Formulas are a cornerstone of workbooks. They are used in basically every feature and have to be taken in account in the rest. It’s imperative that it doesn’t refuse to parse valid formula.

That is the reason why I invested a lot of time high-performance parser of formulas - ClosedParser. It also has a online demo page at parser.closedxml.io.

So how to check it? Of course there are unit tests and so on, but that is not enough. We need to know that it will actually work in the real world.

That is pretty important, because OOXML documentation is notoriously inaccurate and not in-line with what Excel actually supports.

Research paper

One of the nice source of information about how are formulas used in the wild is the Enron’s Spreadsheets and Related Emails: A Dataset and Analysis paper. It used data from bankrupt Enron corporation trial (yes, that one) to extract some nice information about Excel usage in the real world.
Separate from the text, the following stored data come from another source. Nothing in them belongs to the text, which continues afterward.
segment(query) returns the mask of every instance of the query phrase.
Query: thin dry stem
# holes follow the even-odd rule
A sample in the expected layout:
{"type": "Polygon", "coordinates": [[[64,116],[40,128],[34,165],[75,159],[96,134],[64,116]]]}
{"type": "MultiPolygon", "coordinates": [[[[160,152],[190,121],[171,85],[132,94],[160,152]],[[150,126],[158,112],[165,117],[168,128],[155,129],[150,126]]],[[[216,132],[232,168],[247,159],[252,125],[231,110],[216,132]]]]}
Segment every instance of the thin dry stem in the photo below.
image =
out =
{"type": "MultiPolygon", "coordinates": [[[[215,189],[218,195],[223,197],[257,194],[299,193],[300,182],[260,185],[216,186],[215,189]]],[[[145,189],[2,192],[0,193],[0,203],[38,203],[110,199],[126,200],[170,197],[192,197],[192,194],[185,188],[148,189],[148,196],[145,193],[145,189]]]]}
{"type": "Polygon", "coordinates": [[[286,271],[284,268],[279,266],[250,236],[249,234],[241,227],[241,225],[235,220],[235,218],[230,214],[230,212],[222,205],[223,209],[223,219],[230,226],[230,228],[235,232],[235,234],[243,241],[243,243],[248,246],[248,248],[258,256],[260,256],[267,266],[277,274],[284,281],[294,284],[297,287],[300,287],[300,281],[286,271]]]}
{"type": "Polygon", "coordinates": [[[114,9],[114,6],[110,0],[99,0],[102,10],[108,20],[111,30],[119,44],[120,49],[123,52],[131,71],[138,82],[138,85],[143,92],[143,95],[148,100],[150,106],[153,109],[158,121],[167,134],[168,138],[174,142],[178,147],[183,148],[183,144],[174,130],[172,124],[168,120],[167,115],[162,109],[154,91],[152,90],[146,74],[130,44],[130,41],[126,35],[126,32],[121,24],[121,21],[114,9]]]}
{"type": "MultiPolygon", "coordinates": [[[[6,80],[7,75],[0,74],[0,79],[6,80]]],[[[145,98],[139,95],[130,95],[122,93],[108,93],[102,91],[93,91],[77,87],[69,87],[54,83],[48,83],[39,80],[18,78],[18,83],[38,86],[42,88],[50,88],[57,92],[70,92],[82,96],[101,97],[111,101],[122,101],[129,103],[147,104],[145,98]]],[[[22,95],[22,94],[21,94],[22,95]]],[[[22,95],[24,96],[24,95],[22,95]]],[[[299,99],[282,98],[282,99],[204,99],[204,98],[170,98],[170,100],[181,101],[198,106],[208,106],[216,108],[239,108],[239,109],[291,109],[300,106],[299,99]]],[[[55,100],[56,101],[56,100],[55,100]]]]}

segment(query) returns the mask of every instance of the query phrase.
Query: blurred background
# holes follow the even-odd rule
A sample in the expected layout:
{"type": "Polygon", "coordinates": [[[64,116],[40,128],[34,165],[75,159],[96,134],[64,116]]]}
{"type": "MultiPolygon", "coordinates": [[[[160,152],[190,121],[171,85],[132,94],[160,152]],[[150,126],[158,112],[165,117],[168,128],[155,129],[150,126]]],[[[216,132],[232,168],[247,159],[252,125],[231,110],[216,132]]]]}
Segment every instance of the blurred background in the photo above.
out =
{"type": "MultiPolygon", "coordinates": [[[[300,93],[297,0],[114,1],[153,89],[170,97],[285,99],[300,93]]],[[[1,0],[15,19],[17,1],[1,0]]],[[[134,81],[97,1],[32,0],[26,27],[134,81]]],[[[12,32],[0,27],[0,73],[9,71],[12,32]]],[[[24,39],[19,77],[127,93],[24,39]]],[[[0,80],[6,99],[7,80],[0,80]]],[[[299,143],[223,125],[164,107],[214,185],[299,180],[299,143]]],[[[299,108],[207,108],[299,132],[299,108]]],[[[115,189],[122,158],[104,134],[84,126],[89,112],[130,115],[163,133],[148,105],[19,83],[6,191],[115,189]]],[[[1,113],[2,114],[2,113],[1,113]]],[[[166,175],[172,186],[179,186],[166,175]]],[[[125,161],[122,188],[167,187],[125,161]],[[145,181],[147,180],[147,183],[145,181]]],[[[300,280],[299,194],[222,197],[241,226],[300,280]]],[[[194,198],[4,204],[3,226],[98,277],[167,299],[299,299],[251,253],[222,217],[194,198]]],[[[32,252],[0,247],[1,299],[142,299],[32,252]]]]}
Tux, the Linux mascot Tux, the Linux mascot

The Enron and EUSES corpuses are nice, but are over two decades old. How about something newer?

Common Crawl to the rescue

The CommonCrawl project is a non-profit that crawl the internet and provides free access to the crawled files. Surely we can find some Excel files there.

Download files with expected mime using commoncrawl-fetcher-lite and extract all formulas from sheets using classic XML parsing and XPath in xl/worksheets/sheet*.xml files of XLSX. That eliminates the problem of not being able to get formulas from more complicated files that can’t be opened in ClosedXML.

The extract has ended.